Tata Consultancy Services has firmly established itself as India's most-valued company. On Wednesday, the Mumbai-based outsourcer added another feather to its cap as it became the first Indian company to surpass Rs 5 lakh crore ($83 billion at 60 rupees=1 dollar) in market capitalisation. (Read more)
The emergence of TCS has eclipsed Mukesh Ambani-controlled Reliance Industries, which for a long time enjoyed the status of India's most valued company. RIL, India's biggest company by sales, has been weighed down by the downturn in the Indian economy and a sharp fall in gas output from its Krishna Godavari D6 block off the east coast.

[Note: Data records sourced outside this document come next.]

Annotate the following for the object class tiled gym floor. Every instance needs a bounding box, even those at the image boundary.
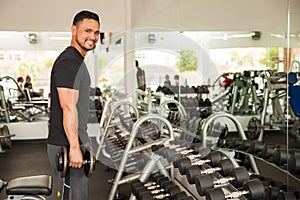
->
[0,140,131,200]
[0,132,300,200]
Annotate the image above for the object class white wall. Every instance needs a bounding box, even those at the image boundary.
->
[0,0,126,32]
[0,0,300,32]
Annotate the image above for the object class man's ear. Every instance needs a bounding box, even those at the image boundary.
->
[71,25,77,35]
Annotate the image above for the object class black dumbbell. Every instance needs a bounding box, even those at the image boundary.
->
[131,174,170,196]
[139,185,181,200]
[269,147,288,165]
[257,144,276,159]
[288,154,300,174]
[172,147,211,168]
[195,167,250,196]
[185,159,234,184]
[113,153,148,172]
[56,146,96,177]
[176,151,222,175]
[206,179,265,200]
[136,180,181,199]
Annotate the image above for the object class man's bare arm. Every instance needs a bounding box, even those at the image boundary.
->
[57,88,83,168]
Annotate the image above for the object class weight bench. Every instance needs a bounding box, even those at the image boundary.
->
[0,175,52,200]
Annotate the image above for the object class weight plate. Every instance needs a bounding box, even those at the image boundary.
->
[207,151,222,167]
[231,167,250,188]
[177,157,192,175]
[83,147,96,177]
[206,188,226,200]
[244,179,265,200]
[195,174,214,196]
[60,146,69,178]
[246,117,260,140]
[185,165,200,184]
[0,125,12,150]
[218,159,234,176]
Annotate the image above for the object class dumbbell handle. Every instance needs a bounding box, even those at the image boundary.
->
[147,188,166,195]
[191,159,211,165]
[213,176,235,185]
[0,134,16,139]
[154,193,171,199]
[200,167,222,175]
[225,190,249,199]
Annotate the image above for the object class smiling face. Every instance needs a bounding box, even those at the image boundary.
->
[71,18,100,56]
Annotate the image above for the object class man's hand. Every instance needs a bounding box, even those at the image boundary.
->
[69,148,83,168]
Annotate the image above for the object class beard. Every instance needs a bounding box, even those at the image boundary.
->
[75,36,96,51]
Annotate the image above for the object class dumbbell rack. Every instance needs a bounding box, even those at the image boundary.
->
[96,100,139,159]
[216,142,300,189]
[158,100,201,142]
[174,166,246,200]
[108,114,174,200]
[201,112,259,174]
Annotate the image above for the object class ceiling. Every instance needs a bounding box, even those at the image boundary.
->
[0,0,300,33]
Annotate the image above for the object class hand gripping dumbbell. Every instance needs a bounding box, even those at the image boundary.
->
[195,167,250,196]
[206,179,265,200]
[131,174,192,200]
[114,153,148,172]
[185,159,234,184]
[135,179,178,199]
[138,184,187,200]
[56,146,96,177]
[174,151,222,175]
[152,143,210,167]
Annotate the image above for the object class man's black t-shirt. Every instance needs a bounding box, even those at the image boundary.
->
[47,46,91,146]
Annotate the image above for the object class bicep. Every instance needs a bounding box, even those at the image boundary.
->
[57,88,79,110]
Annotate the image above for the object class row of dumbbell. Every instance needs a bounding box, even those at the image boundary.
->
[251,175,300,200]
[156,85,209,94]
[180,97,211,108]
[105,140,148,172]
[131,174,193,200]
[118,113,137,132]
[218,138,300,175]
[151,141,264,197]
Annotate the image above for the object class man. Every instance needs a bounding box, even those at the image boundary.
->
[135,60,146,91]
[47,10,100,200]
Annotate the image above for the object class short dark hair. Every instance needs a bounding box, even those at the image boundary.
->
[73,10,100,25]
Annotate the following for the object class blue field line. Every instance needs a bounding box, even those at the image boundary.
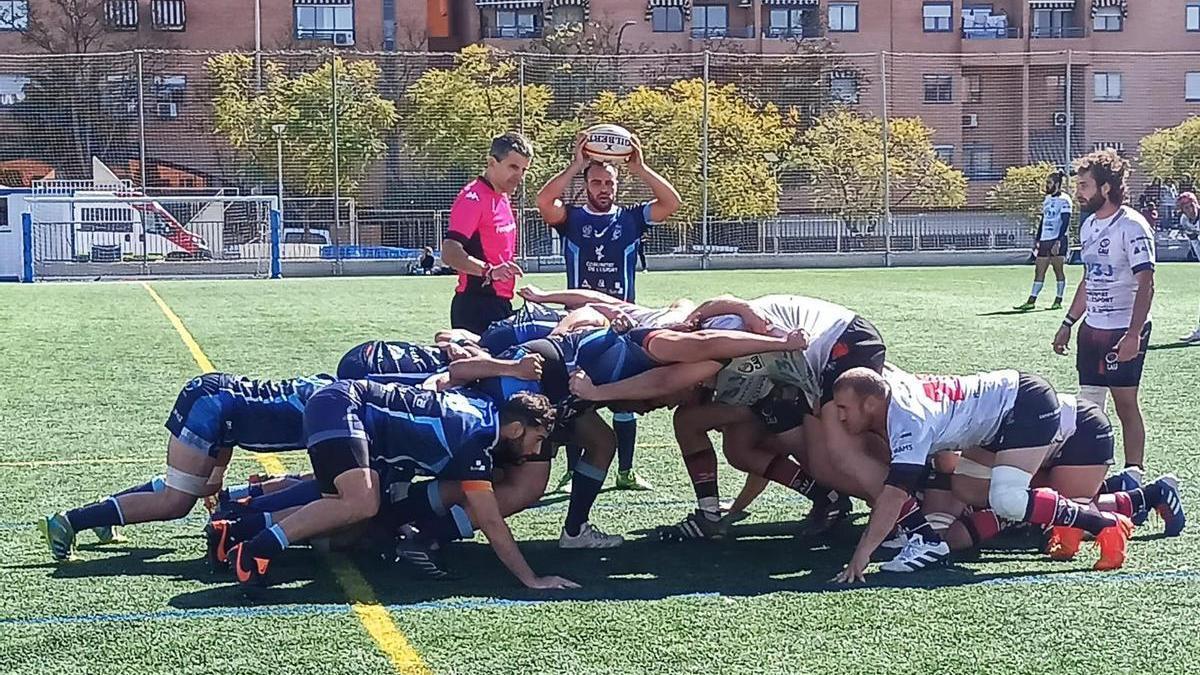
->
[0,569,1200,627]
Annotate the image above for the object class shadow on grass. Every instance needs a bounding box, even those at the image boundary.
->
[159,524,1080,609]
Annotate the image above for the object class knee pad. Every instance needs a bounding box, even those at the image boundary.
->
[954,458,991,480]
[167,466,211,497]
[1079,384,1109,408]
[988,466,1033,521]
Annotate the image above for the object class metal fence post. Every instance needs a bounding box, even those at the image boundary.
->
[880,52,892,267]
[700,49,712,269]
[1062,49,1075,171]
[516,54,528,261]
[329,55,342,274]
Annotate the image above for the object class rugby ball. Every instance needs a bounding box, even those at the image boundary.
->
[583,124,634,162]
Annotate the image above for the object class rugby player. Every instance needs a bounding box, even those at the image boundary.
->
[1013,171,1072,310]
[442,131,533,334]
[229,380,577,589]
[538,133,680,490]
[1052,149,1154,470]
[834,368,1133,583]
[38,372,334,561]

In contrast, TCS shares have been on the rise on the back of the upturn in the US economy, its biggest market, and a weakness in the rupee, which helps IT exporters.
The Tata Group-controlled firm, which overtook its global peers such as Accenture and HP last year, is on the verge of rubbing shoulders with Cisco Systems, Unilever and PepsiCo - all part of the $100 billion global club.
Here's why TCS has stayed ahead of competition:
1) Superlative growth: Historically, large caps have experienced slower growth, but TCS has grown at a staggering rate over the last three years and has outpaced its peers on revenue and ebitda growth. For the current year too, TCS is estimated to post revenue growth of 16 per cent compared with Infosys' 8.3 per cent and Wipro's 9.9 per cent (Reuters estimates).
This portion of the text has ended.